Miss Nelson kissed Marjorie, who went solemnly back to her own room.

The sun was now streaming in through the closed blinds, and some of his rays fell across the white bed where Ermengarde lay. The little girl was still fast asleep; all her long hair was tossed over her pillow, and one hand shaded her cheek. Ermengarde was a very pretty girl, and she looked lovely now in the innocent sweet sleep which visits even naughty children.

Marjorie went and stood at the foot of the bed.

"Poor Ermie," she said to herself, "I don't want to think that she could be mean, and yet—and yet—she was in Miss Nelson's room the day the miniature was stolen, and she did seem in a desperate state of trouble that time when she asked me to make an excuse for her to go back to the house. And then what funny words Susy did use that day in the cottage, although she explained them all away afterward. Dear, dear, dear, it's horrid to think that Ermie could do anything wrong. And she looks so sweet in her sleep. I wish Miss Nelson hadn't woke me, and told me to be a sort of spy. But oh, poor Basil! I'd do anything in all the world—I'd even be mean, to help Basil."

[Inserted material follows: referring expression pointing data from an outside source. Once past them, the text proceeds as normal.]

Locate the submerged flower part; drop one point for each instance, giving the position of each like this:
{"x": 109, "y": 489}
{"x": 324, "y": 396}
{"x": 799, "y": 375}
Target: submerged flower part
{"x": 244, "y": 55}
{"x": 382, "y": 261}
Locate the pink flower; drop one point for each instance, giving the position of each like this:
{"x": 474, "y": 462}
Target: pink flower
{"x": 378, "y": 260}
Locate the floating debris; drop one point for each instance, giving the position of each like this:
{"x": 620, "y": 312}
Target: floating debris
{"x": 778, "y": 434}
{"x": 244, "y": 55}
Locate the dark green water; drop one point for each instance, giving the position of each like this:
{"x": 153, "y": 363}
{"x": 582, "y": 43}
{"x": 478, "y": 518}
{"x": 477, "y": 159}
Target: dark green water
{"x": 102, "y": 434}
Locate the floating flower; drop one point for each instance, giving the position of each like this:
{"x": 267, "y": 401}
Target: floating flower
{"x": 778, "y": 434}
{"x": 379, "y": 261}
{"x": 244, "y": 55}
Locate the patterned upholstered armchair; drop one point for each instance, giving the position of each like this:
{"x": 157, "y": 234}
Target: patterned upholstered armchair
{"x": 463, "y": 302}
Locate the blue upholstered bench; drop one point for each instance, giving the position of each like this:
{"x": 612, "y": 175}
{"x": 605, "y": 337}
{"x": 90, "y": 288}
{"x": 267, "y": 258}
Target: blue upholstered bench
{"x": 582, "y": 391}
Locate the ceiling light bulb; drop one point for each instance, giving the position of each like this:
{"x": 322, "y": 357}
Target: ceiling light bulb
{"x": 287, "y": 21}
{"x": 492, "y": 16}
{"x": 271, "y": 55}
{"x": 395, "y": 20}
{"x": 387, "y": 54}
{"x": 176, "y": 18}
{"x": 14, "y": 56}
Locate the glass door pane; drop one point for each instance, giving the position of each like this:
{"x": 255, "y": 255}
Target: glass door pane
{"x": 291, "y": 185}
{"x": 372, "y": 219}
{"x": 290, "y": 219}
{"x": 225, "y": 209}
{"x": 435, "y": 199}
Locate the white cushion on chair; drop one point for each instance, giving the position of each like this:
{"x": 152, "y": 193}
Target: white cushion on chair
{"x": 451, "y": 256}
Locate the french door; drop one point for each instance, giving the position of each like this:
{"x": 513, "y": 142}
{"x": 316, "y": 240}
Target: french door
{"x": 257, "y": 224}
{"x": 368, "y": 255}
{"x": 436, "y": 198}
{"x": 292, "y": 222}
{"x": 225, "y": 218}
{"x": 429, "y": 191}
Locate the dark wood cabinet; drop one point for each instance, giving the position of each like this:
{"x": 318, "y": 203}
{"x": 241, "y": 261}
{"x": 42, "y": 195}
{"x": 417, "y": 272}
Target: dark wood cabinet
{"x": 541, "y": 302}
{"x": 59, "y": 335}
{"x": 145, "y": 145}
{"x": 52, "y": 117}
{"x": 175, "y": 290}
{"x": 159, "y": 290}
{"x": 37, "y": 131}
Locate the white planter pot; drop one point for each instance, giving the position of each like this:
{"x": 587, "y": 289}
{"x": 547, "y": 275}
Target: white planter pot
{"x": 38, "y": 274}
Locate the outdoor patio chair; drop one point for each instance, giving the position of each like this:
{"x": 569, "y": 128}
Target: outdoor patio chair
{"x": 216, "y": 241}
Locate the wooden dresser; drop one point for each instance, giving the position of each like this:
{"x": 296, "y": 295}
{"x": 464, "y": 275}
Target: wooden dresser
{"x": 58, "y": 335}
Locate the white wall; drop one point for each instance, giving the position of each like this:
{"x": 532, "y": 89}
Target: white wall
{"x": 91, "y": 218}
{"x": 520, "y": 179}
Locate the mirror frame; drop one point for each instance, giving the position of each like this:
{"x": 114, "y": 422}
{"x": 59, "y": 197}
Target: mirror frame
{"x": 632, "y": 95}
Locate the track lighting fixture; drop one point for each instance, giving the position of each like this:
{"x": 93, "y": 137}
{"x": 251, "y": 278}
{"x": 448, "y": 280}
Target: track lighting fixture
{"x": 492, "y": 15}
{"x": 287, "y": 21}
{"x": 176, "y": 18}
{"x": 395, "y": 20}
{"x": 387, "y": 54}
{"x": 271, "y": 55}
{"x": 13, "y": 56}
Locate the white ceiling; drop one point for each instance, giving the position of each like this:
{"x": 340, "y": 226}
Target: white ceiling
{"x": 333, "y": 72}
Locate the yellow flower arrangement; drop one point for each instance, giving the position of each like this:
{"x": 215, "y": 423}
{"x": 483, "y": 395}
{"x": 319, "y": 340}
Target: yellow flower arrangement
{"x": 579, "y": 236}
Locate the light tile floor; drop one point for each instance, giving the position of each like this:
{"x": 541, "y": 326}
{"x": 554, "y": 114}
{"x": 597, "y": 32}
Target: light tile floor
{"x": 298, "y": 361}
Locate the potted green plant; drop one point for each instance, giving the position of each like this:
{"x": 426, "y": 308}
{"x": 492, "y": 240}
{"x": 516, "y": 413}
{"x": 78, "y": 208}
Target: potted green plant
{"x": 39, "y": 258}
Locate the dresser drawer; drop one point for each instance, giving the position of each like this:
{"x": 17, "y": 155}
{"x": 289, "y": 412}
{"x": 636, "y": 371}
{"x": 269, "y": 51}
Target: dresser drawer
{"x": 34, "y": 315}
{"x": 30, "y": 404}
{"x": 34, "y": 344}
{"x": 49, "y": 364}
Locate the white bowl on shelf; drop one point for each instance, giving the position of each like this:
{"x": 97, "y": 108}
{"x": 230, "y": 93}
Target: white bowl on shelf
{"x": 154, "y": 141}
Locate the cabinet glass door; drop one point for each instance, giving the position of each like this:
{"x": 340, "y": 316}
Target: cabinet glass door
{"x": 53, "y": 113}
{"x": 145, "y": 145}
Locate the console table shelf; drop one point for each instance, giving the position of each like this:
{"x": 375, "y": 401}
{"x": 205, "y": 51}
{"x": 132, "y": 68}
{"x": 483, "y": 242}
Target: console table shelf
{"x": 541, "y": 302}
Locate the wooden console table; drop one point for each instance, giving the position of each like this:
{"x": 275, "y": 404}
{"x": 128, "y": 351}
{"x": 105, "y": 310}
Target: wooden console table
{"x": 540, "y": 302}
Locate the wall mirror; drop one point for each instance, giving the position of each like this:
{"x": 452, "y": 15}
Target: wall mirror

Marjorie sat down on her own little bed, which was opposite to Ermengarde's. The motto which her mother had given her long ago, the old sacred and time-honored motto, "I serve," floated back to her mind.

"It will be horrid if I have to give up going to Glendower," she whispered under her breath. "I am unlucky about treats, and I do love Lily. Still, I remember what mother said, 'When you are a servant to others, you are God's servant, Marjorie.' Mother died a week afterward. Oh dear, oh dear, I can't forget her words; but I should dearly like to go to Glendower all the same."

As Marjorie sat on her little bed, she was kicking her feet backward and forward, and not being a particularly gentle little mortal, she knocked over a box, which effectually wakened Ermengarde.

"What are you doing there?" asked the elder sister. "What in the world are you dressed for, Maggie? It surely is not seven o'clock yet?"

"Yes, it is; it's a quarter-past seven," replied Marjorie.

"Oh, I suppose you are so excited about your stupid old Glendower."